Sur les demandes accessoires
Les motifs du premier juge méritant d'être adoptés, le jugement sera confirmé en ses dispositions relatives aux dépens et à l'article 700 du code de procédure civile.
M. [J] et M. [L], qui succombent, seront condamnés in solidum aux dépens d'appel dont distraction au profit de Me Adeline Hermary, avocat, en application des dispositions de l'article 699 du code de procédure civile.

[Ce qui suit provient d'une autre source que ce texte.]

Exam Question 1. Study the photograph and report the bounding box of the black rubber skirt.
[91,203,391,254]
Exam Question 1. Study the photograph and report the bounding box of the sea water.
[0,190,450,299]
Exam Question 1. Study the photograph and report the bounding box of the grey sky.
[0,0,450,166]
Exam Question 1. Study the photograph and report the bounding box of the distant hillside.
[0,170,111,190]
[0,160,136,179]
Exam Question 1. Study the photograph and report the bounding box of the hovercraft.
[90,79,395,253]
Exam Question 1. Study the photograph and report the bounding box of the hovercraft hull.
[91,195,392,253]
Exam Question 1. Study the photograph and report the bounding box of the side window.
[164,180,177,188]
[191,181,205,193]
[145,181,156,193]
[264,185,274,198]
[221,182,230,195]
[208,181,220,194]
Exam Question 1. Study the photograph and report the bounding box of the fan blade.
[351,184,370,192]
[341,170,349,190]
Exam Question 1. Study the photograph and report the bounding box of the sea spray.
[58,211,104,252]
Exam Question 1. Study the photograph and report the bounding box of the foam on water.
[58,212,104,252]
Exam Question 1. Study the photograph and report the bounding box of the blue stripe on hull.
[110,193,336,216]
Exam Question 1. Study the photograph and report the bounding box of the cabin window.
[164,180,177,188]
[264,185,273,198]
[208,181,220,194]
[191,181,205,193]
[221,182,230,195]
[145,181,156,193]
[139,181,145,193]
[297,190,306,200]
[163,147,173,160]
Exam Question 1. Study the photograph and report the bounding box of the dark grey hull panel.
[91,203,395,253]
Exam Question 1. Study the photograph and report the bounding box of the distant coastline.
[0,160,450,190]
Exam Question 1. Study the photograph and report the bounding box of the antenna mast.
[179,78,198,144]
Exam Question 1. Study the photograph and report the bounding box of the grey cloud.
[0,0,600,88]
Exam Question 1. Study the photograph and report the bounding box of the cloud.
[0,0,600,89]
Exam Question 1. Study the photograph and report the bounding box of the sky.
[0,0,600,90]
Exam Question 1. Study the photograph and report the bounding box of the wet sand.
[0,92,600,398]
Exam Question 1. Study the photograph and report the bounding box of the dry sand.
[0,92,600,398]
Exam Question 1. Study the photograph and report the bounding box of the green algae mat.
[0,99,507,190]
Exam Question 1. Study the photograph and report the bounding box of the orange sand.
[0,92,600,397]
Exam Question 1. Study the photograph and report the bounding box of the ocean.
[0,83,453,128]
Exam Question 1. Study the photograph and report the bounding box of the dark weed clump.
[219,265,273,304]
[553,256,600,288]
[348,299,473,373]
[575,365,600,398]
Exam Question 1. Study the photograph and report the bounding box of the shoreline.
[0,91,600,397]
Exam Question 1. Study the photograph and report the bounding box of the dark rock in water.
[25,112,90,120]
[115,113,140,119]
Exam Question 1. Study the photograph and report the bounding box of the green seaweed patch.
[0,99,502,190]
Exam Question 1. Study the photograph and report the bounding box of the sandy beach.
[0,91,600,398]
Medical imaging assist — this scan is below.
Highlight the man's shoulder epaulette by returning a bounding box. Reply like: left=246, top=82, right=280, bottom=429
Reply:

Il seront également condamnés in solidum à payer à la Caisse de crédit mutuel de Béthune la somme de 1 200 euros en application des dispositions de l'article 700 du code de procédure civile, et déboutés de leur demande à ce titre.
PAR CES MOTIFS
La cour par arrêt contradictoire ;
Confirme le jugement en toutes ses dispositions, sauf en celle afférente au point de départ de la déchéance du droit aux intérêts contractuels, frais et pénalités de la Caisse de crédit mutuel de Béthune, et au quantum de la créance ;
Statuant à nouveau de ce chef ;
Dit que la déchéance du droit aux intérêts, frais et pénalités de la Caisse de crédit mutuel de Béthune court à compter du 31 mars 2013 ;
Condamne solidairement M. [F] [J] et M. [X] [L] à payer à la Caisse de Crédit Mutuel de Béthune la somme de 12 167, 08 euros avec intérêts au taux légal à compter du 17 janvier 2018 ;
Y ajoutant ;
Déboute M. [F] [J] et M. [X] [L] de leur demande en application de l'article 700 du code de procédure civile ;
Condamne in solidum M. [F] [J] et M. [X] [L] à payer à la Caisse de crédit mutuel de Béthune la somme de 1 200 euros en application des dispositions de l'article 700 du code de procédure civile ;
Condamne in solidum M. [F] [J] et M. [X] [L] aux dépens d'appel don't distraction au profit de Me Adeline Hermary, avocat, en application des dispositions de l'article 699 du code de procédure civile.